Type one complications – Kath’s Story

7 Jun

So I’ve had to give myself a little push to write this…partly as I’ve moved on and partly because it still hurts just a bit…

A bit about me…type one Diabetic since being diagnosed aged 9, so approx 34 years. Admittedly throughout my teens and early 20’s I thought I didn’t have to test my blood sugar as i felt “fine” ….of course I didn’t…that daily tiredness and feeling sluggish I just accepted was how I was meant to feel…and that the unexpected hypos when I did something different was a circle of being low, over eating and then being high but not ever really testing to enable myself to treat the high and get on a level. I pretty much only tested if I didn’t feel “right”! Thankfully after diagnoses I have only had 2 admissions through being hypoglycaemic and have to date never experienced diabetic ketoacidosis.

Attending diabetic clinics at the Gp surgery was always a bit unfulfilling to say the least… “you need to get your blood sugar levels under control” was the 3 monthly advice with no real concerted effort to say how but starting with testing would have helped and that was down to me.

So fast forward a few years and various diabetic related complaints….numerous retinopathy eye operations and laser surgeries, almost losing a toe to an infected toenail removal and then the unthinkable happened…(Not a single offered consultant appointment I might add)

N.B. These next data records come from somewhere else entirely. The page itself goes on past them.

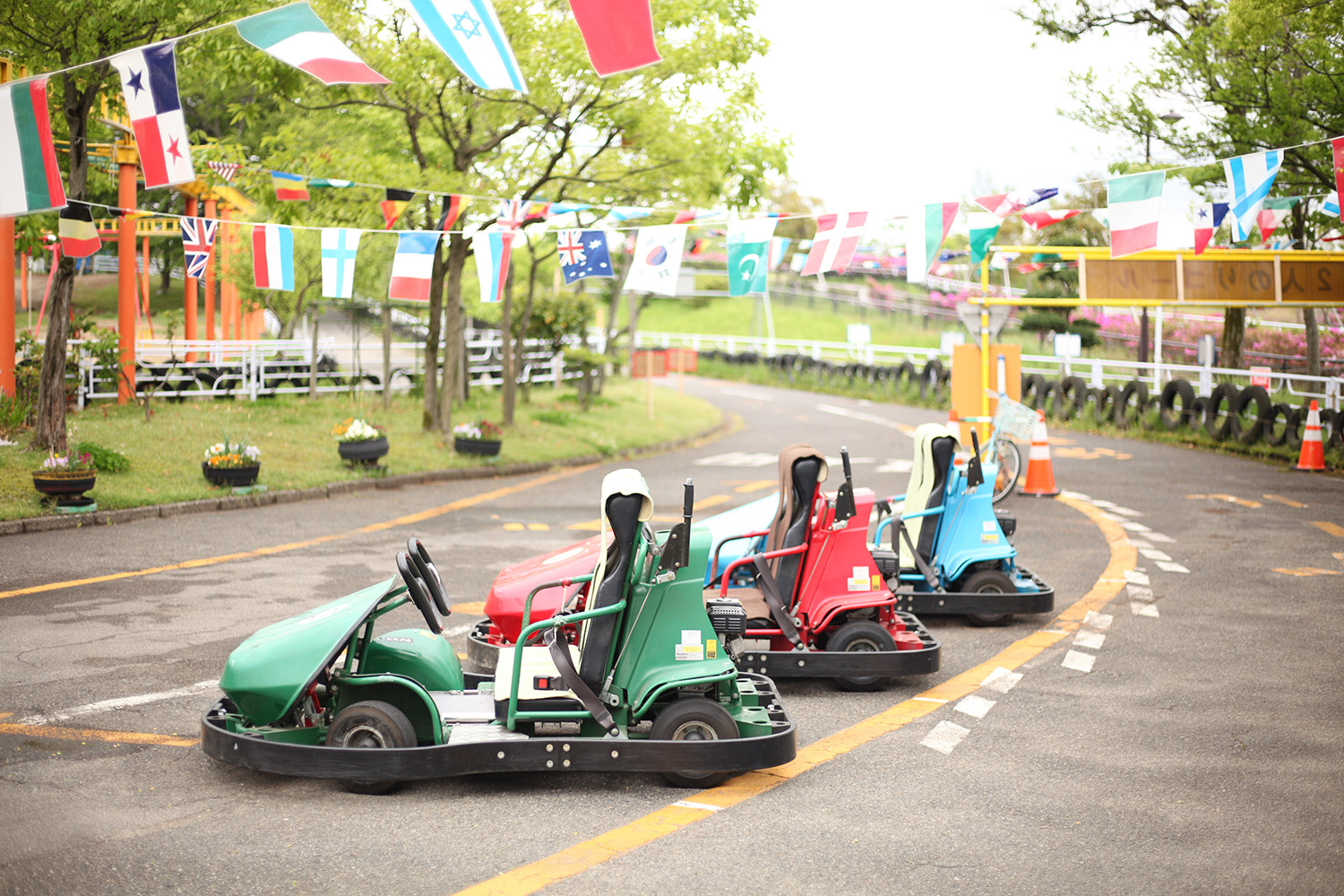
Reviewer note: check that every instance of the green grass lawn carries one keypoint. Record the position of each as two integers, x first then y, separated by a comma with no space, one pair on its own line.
298,450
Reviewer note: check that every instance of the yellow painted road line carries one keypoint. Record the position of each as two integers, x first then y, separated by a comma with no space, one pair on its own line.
580,857
296,546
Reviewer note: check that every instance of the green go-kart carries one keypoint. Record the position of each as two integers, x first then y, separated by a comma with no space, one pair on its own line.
653,686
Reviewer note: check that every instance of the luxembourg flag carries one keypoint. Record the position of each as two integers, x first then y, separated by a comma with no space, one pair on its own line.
470,32
492,255
1134,206
273,257
150,88
413,265
1250,179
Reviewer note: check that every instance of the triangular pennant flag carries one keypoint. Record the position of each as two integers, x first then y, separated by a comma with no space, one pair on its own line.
1134,207
394,203
413,265
618,34
749,255
836,239
150,88
34,180
470,32
295,35
339,249
1250,179
78,234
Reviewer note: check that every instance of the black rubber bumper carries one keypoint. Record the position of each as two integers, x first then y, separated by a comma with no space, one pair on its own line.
959,602
831,664
534,754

“I’m 38 and I’ve had a heart attack” … this was going to be the distorted mantra that was to plague my mind for the next 6 months. (And occasionally still) Round and round it went. I was sat in hospital for 5 days waiting for an angiogram to confirm the myocardial infarction, I had been working nights for the preceding two weeks as a mental health nurse on my own in an office experiencing what I told myself was a trapped nerve…id been to the Drs 3 times, had ECGS and was simply told I was too young to be having heart problems and that it was probably anxiety..…I turned down an ambulance when I had chest pain at an evening out and drove myself to the out of hours Gp…then a lovely old school Gp took some bloods and sent me up to the hospital for a chest xray, which of course came back negative. I didn’t have raised cholesterol or high blood pressure either. The consultant was about to send me home with a confirmed trapped nerve and some Diazepam when she said” oh but we will just wait for your bloods and then send you on your way”. She actually said on her return some 90 minutes later that “that’ll teach me”… “You’ve had a heart attack and I must admit you straight away”.

So angiogram aside (which is the oddest feeling in the world…being awake and feeling something moving up inside your arm and into your heart which isn’t necessarily where you think it is!, lying bare bummed on a cold metal table that I thought I was going to fall off and hearing lots of figures being bandied around and the surgeon asking for a 2×2 (whatever it was) and the assistant coming back and saying they didn’t have one! What?! but I need one!) Recovery from that is really quick and I finally went home the next day. Then the real recovery started…being good to myself, testing my blood sugars…for a few weeks I was really convinced that all I could eat was chicken salad for the rest of my life.. I attended cardiac rehab with all the other heart surgery patients of an average age of 70 plus! The stress wasn’t helping my blood sugars at all and I decided I had to join a gym! Plus I didn’t want to die and became a little obsessed that that was going to happen imminently….depression comes with any chronic disease and I was slipping down that slope.

4 and a half years later and having stuck with the gym and starting running, also having had an insulin pump for the last 2 years has all really helped! Ive had the best Hba1c ever (it still needs improving) and last year I ran my first ever half marathon albeit at a snails pace but I did it with 30 plus other type one ‘s and had no dramas! I attended the Animas sports weekend at Loughborough which was also really valuable. If I had my time again or could have spoken to my 13 year old self id definitely have had a word with myself sooner!! There really shouldn’t be anything a diabetic can’t do !! It just takes a whole lot more planning!

Be kind to yourself is my motto these days, I didn’t ask for this blooming disease (none of us did) but I have it and I can manage it with support. Technology is immensely helpful as is the online support! So ask for help before it gets too much!

Kath

Thanks to Grumps for getting the #talkaboutcomplications  started!